Appendix (Google Cloud Platform)
If you haven’t worked with Vision API before the read the following tutorial first: https://cloud.google.com/vision/docs/setup
- You should only need to do steps 0 - 2 once.
- Step 3 should only need to be done once unless the private key has expired.
- If you have already created a project and service account jump to step 3.
- If you already have the private key as well jump to step 4.
0. Install the cloud SDK
You need to install the glcoud
tool to configure authentication.
The installation instructions are here: https://cloud.google.com/sdk/docs/install
1. Create project
First you need to create a GCP project and enable Vision API for that project.
You will have to setup billing when creating the project if you haven’t done so before.
- Go to the Project Selector: https://console.cloud.google.com/projectselector2/home/dashboard and select Create Project
- Give your project a name and click Create.
- Eventually the Project Dashboard appears. At the time of writing somewhere in the bottom-left of the dashboard is a Getting Started panel containing a link named Explore and enable APIs. Click on it.
- You will be transported to the API dashboard.

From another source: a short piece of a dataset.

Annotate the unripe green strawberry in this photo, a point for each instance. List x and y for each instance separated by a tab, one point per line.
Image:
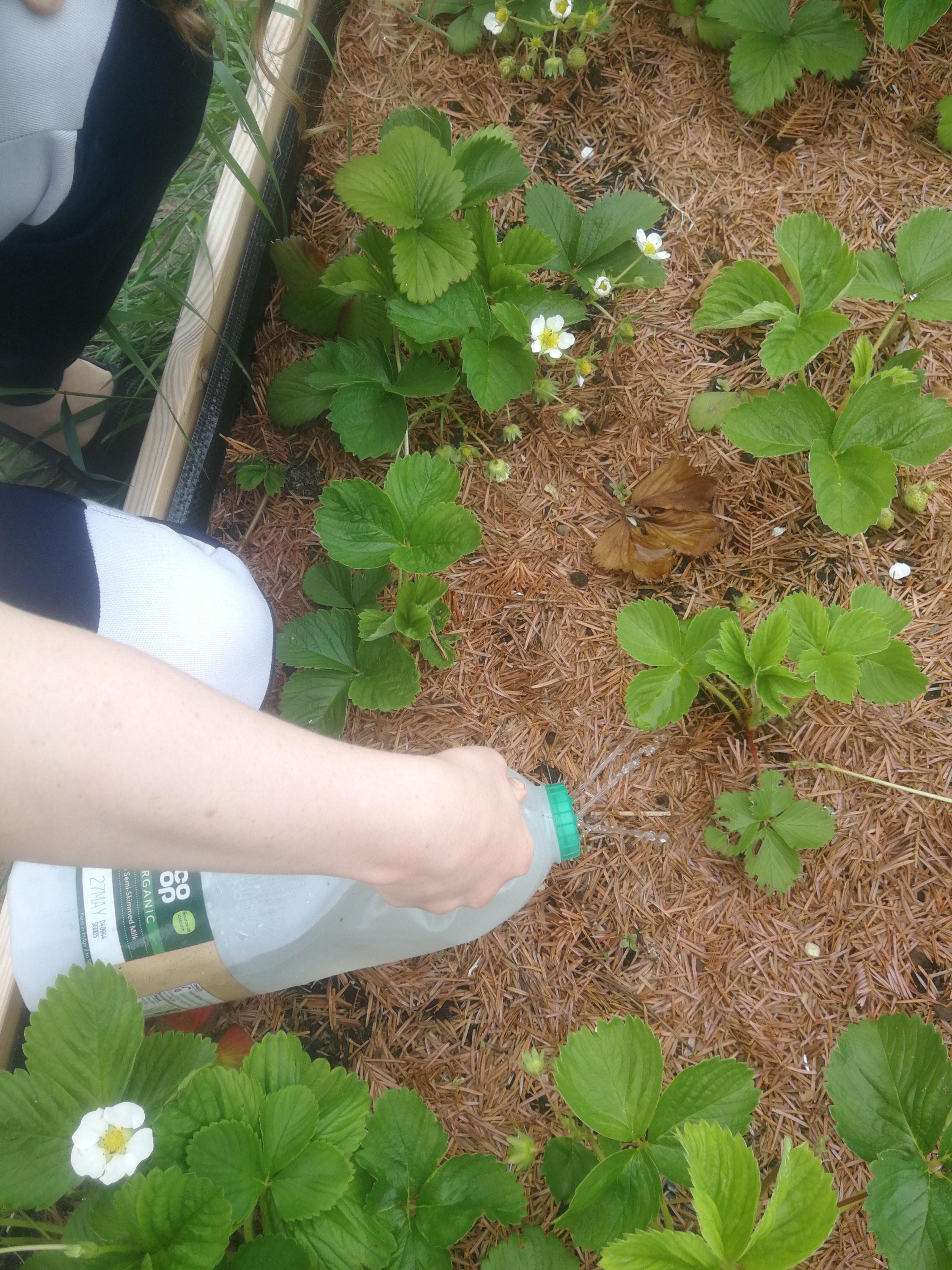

- At the top you should see + ENABLE APIs AND SERVICES. Click on that.
- Now you get a search dialog.
- Type vision and press enter.
- Select Cloud Vision API and on the page that appears click the Enable button.
2. Create service account
Then you need to create a service account.
This is a good point to just give up.
Strictly speaking this isn’t necessary but it does seem to be the most straightforward way of enable authentication for your project.
- Click the hamburger in the navigation bar to open the sidebar menu.
- Scroll down to IAM & Admin and select Service Accounts.
- Click on Create Service Account.
- Give your account a name.
- Click Create and continue
3. Download private key
- In the Service accounts dashboard find the service account you created and click on the three dots below Action.
- Select Manage Keys from the drop-down menu.
- On the page that open click on the ADD KEY button.
- Choose Create New Key from the drop-down menu.
- Click Create on the modal dialog that opens.
- You will be prompted to save your key.
- Download your private key and remember where you save it (the save location is referenced below as
<PATH_TO_PRIVATE_KEY>
).
4. Use gcloud tool to get access token
Now you can use gcloud
to get the access token required in the above tutorial.
First, define an environment variable GOOGLE_APPLICATION_CREDENTIALS
pointing to the location where you saved the private key.
$ export GOOGLE_APPLICATION_CREDENTIALS=<PATH_TO_PRIVATE_KEY>
Then run
$ gcloud auth application-default print-access-token
The output will be your access token followed by lots of dots.